Он собрался с духом, размял уставшие, затекшие пальцы, потом приподнял с одного края тяжелую крышку, отломившуюся от первого ящика, просунул ее в кольцо скованных рук, прижал к груди и, оторвав от земли, понес к выходу…
Озеро – не море. Чтобы, обняв доску, доплыть до какого-нибудь берега, работая одними ногами, потребуется не больше суток. Время, достаточное для переохлаждения, – три часа. Лотерея не в пользу игрока. А если учесть, что следующий участок суши может оказаться точно таким же безлюдным, мертвым островом, то шансы на выигрыш просто равны нулю.
Но победить может только тот, кто играет. Нелепо рассчитывать на куш, когда даже не приобрел билет. «Два гроша надежды» – так, кажется, назывался фильм, который он крутил очень давно в кинотеатре «Победа». Что там два гроша!
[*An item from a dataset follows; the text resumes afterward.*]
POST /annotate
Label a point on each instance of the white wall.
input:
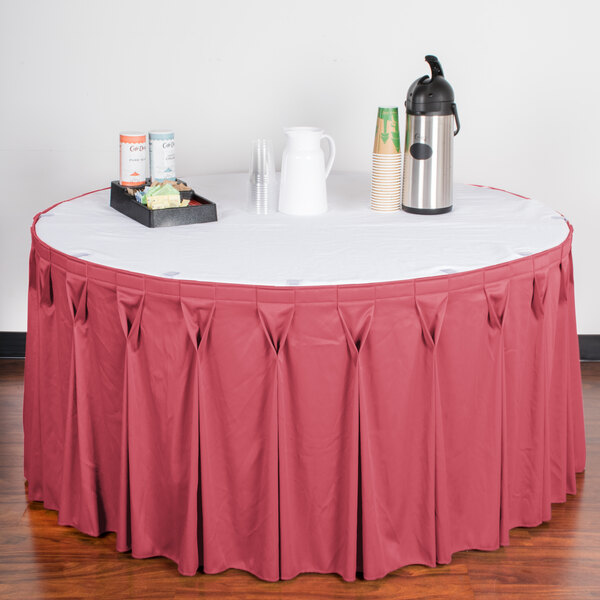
(74, 73)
И одного достаточно…
Если где-то и есть жизнь, то она – на востоке. Голота обошел остров вдоль берега, чтобы заходящее солнце оказалось прямо за спиной, шагнул в воду, морщась от обжигающего холода, взглянул в последний раз в надменное, равнодушное небо и бросился вперед…
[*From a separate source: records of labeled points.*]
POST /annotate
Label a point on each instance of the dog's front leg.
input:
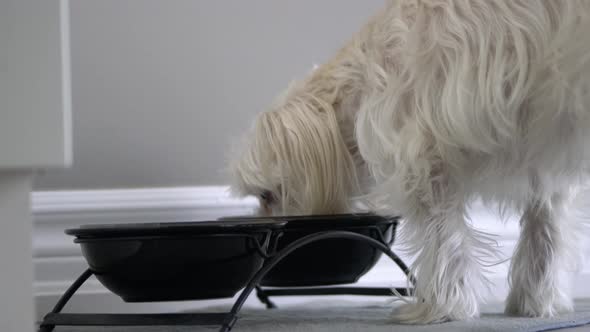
(539, 260)
(449, 278)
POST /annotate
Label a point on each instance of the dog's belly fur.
(432, 104)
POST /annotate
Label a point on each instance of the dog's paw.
(539, 305)
(424, 313)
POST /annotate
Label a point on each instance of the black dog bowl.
(331, 261)
(175, 261)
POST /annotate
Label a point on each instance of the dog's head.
(295, 159)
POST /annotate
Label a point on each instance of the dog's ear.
(316, 170)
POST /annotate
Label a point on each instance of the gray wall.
(160, 87)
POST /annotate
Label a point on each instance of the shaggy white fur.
(432, 104)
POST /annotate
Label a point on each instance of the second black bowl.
(330, 261)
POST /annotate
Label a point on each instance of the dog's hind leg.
(538, 265)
Он плыл, рыдая в голос от отчаяния, усталости и страха, зажав в окоченевших ладонях свой единственный и такой бесценный грош надежды…
Уже смеркалось, когда Андрей почувствовал, что доска заскользила быстрее. Подводное течение – не редкость для карельских озер, ведь их питают десятки быстрых речушек.
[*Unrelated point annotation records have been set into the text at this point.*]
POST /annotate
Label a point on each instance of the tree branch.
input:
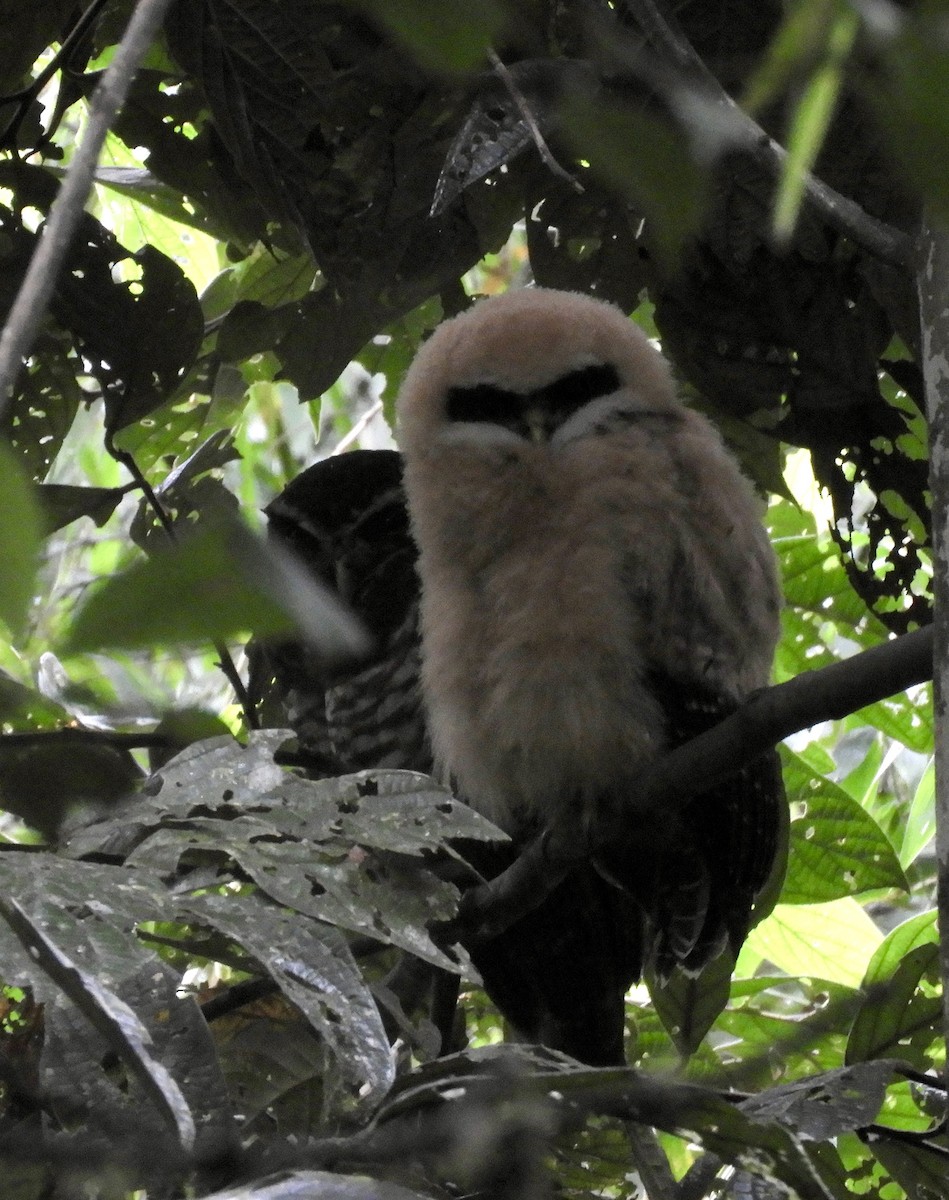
(881, 240)
(932, 280)
(761, 723)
«Значит, где-то близко устье», – вяло подумал Голота.
Он уже дважды терял сознание. Перед глазами цвели магнолии, грудь ласкал горячий песок, а рядом шумел прибой волшебного Черного моря, которое он ни разу в жизни не видел.
Андрей пробовал читать вслух стихи, чтобы окончательно не впасть в забытье. Губы не слушались, распухший язык кровоточил, израненный лязгающими зубами. Но временами ему казалось, что стихи льются легко и внятно. Голос становился сильным, вольным, как ветер. Ему вторили скалы, подпевало небо, а перед глазами цвели магнолии…
Он приходил в себя и снова с горечью осознавал, что моря нет, а есть только ледяное безмолвие озера, что горячий песок сменился грубой деревянной доской, а немой язык так и не справился с несложным «Я помню чудное мгновенье…».
На воду упала ночь. Теперь зрение стало ненужным. Умерли почти все чувства, кроме слуха и осязания. Уши еще ловили шорохи и всплески, а тело боролось с холодом, но уже не яростно – по инерции.
Когда Голота перестал чувствовать ноги, он даже не испугался. Ему вдруг стало все безразлично. Лишь появилась досада на то, что реальность продолжает напоминать о себе. Хотелось уже навсегда остаться там, на берегу Черного моря, среди благоуханных цветов и райской безмятежности. Одно движение плечом – и он поменяется с доской местами, уйдет под воду и больше никогда не вынырнет в этой опостылевшей ледяной му́ке.